Does Hilbert Transform commute with Function Multiplication modulo Compact on $L^p(R)$?

Question

Define Hilbert Transform (HT) as the convolution with the function $1/x$. E. Stein proves in his book Singular Integrals and Differentiability Properties of Functions that HT, when understood as a singular integral operator, is a bounded operator on $L^p(\mathbb{R})$ for $p\in (1, \infty)$.

I am wondering if HT has compact commutator with multiplication by $C_0(\mathbb{R})$ on $L^p(\mathbb{R})$?

More precisely, if $T \in \mathscr{L}(L^p(\mathbb{R}))$ denotes the Hilbert transform, and $f \in C_0(\mathbb{R})$, is it true that $Tf - fT \in \mathbb{K}(L^p(\mathbb{R}))$? If it is true, would you please give me a reference? Thank you!

P.S: cross-posted from MSE here: https://math.stackexchange.com/questions/676833/does-hilbert-transform-commute-with-function-multiplication-modulo-compact-on-l

Answer 1

The problem reduces to the case of smooth functions with compact support, since they are norm dense in $C_0$.

Now let $f$ be a smooth function with compact support. Then $[T,f]$ is an integral operator with smooth kernel $k(x,y) := (f(x)-f(y))/(x-y)$.

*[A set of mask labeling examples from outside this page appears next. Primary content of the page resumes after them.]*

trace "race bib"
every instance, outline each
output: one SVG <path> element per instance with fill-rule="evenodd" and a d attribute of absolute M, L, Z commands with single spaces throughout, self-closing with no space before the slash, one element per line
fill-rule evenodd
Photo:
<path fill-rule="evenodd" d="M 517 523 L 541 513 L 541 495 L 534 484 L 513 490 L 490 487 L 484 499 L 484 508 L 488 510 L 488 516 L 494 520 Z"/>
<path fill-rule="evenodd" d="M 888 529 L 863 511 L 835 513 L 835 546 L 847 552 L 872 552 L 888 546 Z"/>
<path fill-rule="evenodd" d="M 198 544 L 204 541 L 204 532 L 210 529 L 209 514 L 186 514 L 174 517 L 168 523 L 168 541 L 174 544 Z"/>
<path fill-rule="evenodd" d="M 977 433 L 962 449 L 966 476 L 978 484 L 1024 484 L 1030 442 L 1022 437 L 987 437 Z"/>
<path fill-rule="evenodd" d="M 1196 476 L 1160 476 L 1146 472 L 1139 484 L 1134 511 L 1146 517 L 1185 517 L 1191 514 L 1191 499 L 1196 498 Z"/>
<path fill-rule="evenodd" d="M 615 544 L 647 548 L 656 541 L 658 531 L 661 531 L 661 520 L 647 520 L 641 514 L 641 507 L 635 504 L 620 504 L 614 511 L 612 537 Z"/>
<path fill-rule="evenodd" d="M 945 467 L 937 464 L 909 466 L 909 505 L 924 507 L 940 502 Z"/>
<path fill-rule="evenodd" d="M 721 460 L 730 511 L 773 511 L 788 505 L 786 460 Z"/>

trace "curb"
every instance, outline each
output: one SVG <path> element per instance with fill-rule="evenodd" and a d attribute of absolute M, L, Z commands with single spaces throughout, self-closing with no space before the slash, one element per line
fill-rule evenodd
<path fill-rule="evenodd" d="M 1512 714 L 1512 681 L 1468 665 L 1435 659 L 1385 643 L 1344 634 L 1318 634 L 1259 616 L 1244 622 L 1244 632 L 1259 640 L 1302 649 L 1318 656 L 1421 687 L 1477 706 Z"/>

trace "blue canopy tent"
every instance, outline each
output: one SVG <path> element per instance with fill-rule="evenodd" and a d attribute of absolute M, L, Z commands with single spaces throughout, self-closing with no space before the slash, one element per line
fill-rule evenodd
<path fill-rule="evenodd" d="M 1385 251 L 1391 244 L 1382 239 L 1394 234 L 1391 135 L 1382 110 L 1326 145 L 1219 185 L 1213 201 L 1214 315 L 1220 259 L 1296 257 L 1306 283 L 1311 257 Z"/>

There is an easy to check sufficient condition for compactness of integral operators from $L^p$ to $L^q$ in terms of iterated norms: namely, if an integral operator with kernel $k$ has finite norm $\left[ \intop \left( \intop |k(x,y)|^{p^\ast} dy \right)^{q/p^\ast} dx \right]^{1/q}$, $1/p+1/p^\ast = 1$, then the operator is compact from $L^p$ to $L^q$. This condition is obviously satisfied by our kernel.